Entry of metadata on a public access learning object repository presents some challenges because the process can be cumbersome, and the information entered is not monitored for accuracy. In TILE, care has been taken to reduce the burden of metadata entry on the author by limiting entry screens and using "plain language." Also, the process is automated whenever possible.

TILE Content Authoring Tool

TILE provides a tool that allows content creators to aggregate their content, identify alternative content, and create the necessary accessibility metadata. The authoring tool provides a simple, intuitive interface through which educators identify learning objects to achieve a learning objective, and identify alternative learning objects that can achieve the same learning objectives through different modalities. The authoring tool automatically creates the necessary accessibility metadata based on information provided by the author.

TILE Learner Interface

The TILE learner interface includes the preferences wizard that guides learners in creating their accessibility profile (stored as an ACCLIP document). Once a learner has created a profile, the TILE transformation engine automatically compares the learner's profile to the accessibility metadata of content they access. If the content isn't suitable for the learner's stated preferences, alternative content is sought by comparing the learner's profile to the accessibility metadata attached to equivalent alternatives. For example, if a learner requires descriptions for visual content and the primary resource is a video with no embedded descriptions, references to equivalent alternatives are examined to supplement or replace the primary resource.

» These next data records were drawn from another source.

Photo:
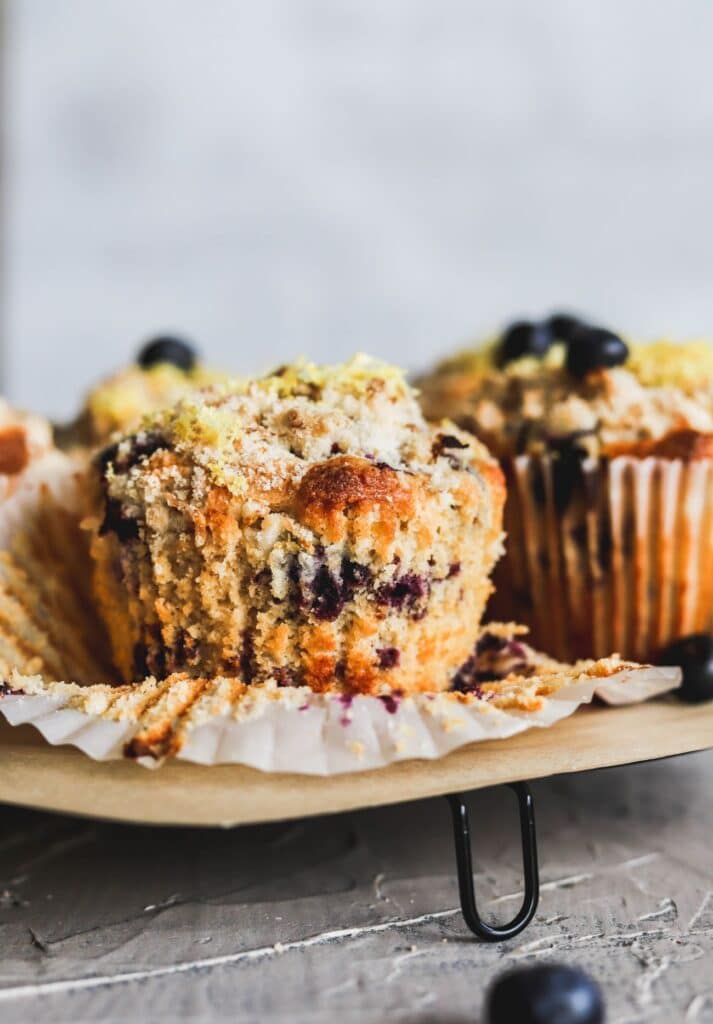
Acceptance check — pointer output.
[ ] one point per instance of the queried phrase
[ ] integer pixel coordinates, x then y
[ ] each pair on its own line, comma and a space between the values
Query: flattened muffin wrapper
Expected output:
611, 555
49, 632
292, 729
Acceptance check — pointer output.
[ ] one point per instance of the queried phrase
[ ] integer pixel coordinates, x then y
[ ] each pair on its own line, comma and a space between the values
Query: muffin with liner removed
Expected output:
308, 527
607, 453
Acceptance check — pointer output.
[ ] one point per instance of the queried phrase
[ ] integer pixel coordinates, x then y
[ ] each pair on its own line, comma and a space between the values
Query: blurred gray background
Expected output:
317, 176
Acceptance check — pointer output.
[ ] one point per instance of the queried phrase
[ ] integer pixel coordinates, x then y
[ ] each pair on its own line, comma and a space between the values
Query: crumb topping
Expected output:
119, 403
266, 432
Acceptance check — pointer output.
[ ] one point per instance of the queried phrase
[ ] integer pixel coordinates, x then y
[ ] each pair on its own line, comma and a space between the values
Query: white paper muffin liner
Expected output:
624, 564
295, 730
49, 633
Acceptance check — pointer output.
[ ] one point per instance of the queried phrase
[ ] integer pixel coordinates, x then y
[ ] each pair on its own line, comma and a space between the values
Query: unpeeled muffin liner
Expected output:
609, 555
49, 632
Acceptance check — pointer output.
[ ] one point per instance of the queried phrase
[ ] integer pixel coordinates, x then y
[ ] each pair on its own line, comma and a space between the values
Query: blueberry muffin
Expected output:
24, 439
607, 450
166, 370
305, 528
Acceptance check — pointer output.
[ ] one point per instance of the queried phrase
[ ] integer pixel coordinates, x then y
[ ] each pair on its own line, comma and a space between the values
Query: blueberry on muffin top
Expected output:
614, 396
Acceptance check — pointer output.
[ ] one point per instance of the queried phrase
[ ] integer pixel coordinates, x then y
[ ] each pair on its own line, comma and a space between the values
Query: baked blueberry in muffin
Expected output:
308, 527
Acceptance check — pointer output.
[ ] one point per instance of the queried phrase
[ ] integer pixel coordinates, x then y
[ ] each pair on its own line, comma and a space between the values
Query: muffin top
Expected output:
579, 385
165, 371
259, 438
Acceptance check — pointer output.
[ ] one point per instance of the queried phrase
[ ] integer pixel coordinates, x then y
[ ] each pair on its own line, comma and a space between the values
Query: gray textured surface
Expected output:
323, 175
354, 918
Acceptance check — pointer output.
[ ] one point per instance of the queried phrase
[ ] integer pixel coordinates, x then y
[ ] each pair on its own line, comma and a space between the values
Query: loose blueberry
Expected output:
695, 655
546, 993
166, 349
523, 338
563, 326
594, 348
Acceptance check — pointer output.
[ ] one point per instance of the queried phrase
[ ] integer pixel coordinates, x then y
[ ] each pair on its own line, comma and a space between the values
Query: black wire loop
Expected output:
461, 832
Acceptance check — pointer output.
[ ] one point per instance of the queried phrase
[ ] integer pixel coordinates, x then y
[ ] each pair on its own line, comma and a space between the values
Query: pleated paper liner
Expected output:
54, 677
47, 623
609, 556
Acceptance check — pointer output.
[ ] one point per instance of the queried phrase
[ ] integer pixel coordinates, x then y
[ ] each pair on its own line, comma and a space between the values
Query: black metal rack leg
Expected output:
461, 832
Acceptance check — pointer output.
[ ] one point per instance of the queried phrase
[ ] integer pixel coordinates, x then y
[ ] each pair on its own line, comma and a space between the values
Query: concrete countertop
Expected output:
355, 916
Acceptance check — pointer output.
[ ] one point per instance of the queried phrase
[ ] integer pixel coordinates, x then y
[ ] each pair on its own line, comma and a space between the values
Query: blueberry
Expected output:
166, 349
523, 338
546, 993
594, 348
695, 655
562, 326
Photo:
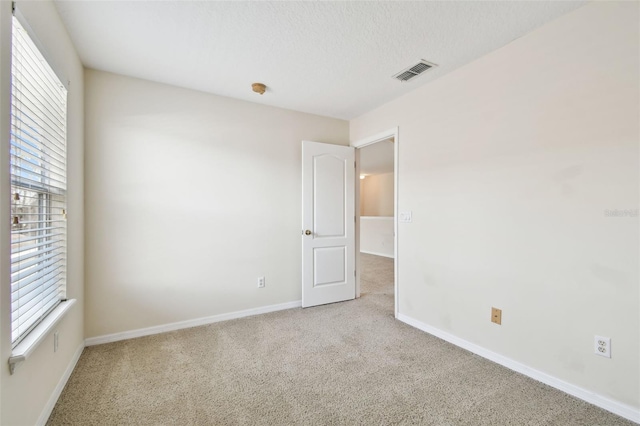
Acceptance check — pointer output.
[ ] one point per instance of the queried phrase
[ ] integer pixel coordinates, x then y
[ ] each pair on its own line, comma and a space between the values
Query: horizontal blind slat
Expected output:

Next steps for TILE & Universal Access to Repositories

The Adaptive Technology Research Center has initiated projects that will move learner-centric transformations to new learning environments such as electronic textbooks and novels, or cultural repositories like web museums. Never before has it been so easy to communicate the same message simultaneously in text, language and images. How will our ability to access information in multiple modes change the way we learn and understand? For some, multiple modes provide the first opportunity to access information. For others, multiple modes provide the opportunity to learn in multiple ways or to access information with different technologies. TILE demonstrates that it is feasible for the average educator to optimize learning for many diverse learners.